The Porpax (strap handle) is a means to carry the Aspis (Hoplite shield). A second grip, the Antilabe, is fitted on the inside of the shield alongside it, but the function of the Antilabe is to better control the Aspis, and not carry the weight. The Porpax is fitted near the center of the shield, and the antilabe is fitted close to the rim.
Choosing a Shape
There are finds with a number of different shapes for strap handles. The one shown here is one of the most simple, and probably one with the highest comfort for the wearer. The first step in constructing a porpax is certainly to decide on a shape.
Measure your Arms
The porpax has to fit the arms of the soldier to be comfortable! Measure the circumference of the thickest part of your arm below the elbow, which is the place the porpax will rest on in the carrying position.
Produce a Template
The next step is the construction of a template based on the chosen shape and measured dimensions. This will greatly reduce the complexity of cutting the metal. See the following picture for clarification.
Cut the Metal based on the Template
The next step is to cut the metal sheet based on your template.
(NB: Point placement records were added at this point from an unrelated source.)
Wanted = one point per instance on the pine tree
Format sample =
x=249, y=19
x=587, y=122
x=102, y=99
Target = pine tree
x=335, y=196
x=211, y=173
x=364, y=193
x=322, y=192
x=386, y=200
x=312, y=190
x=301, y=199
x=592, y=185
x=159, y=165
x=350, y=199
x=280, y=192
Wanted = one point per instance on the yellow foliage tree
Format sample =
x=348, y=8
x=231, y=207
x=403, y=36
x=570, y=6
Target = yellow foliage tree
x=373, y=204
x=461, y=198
Here we use a brass sheet with a thickness of 2 mm. We used metal shears, a jigsaw, and different files.
Bending the Sheet (trapezoid Ends)
It is important to heat up the metal in the area of the sharp bend so it does not tear. Hammer the sheet over an edge to form the perpendicular bend. I used a plastic hammer, so it would not leave any lasting marks.
The Picture shows the staining of the metal caused by the heating process.
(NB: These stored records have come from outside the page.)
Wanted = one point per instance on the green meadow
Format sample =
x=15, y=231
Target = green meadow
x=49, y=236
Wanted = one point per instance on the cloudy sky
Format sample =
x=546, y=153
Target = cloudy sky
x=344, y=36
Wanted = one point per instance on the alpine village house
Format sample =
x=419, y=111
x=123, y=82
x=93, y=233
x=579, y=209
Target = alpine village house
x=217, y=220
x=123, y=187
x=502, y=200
Bending the Sheet (curvature)
Now we arrive at the interesting part, the forming of the curvature of the Porpax. You can hammer it over a mold as well. I used a thick branch of wood with a similar circumference as my arm.
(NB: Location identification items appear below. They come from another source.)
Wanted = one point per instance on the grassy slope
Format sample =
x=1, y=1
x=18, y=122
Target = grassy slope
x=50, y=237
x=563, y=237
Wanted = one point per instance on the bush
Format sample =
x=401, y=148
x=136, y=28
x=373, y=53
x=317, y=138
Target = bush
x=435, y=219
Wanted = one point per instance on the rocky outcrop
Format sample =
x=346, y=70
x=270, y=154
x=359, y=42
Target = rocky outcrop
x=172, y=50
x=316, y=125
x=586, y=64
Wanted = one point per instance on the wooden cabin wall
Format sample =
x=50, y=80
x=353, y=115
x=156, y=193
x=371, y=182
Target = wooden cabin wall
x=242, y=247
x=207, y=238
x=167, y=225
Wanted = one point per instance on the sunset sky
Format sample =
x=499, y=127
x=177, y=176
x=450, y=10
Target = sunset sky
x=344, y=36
I clamped the sheet to the branch and hammered it over the branch to create the curvature. Again I used the plastic hammer to leave no lasting marks. The curvature does not have to be perfect at this point, it will open up a bit in the next step anyways.
Forming the Edges
This step mainly serves the comfort of the soldier by preventing the edges from cutting into the flesh of the arm.
Again you should heat up the metal you work on to prevent tearing, before you start hammering.
The Porpax is placed on an edge, like the letter U, so that the edge runs along the bend that should form the edges. While rotating the porpax you can hammer out the edges. It is completely normal that the curvature of the Porpax opens up a bit in this step.
Restoring the Curvature
Consequently the next step is to restore the original curvature. You can do this by hand or again by hammering.
Next we smooth the Porpax, or at least all visible parts. I recommend smoothing the inner side a swell to create a protective layer against corrosion. We smooth multiple times using increasingly finer sanding paper.
The last step is the polishing of the Porpax.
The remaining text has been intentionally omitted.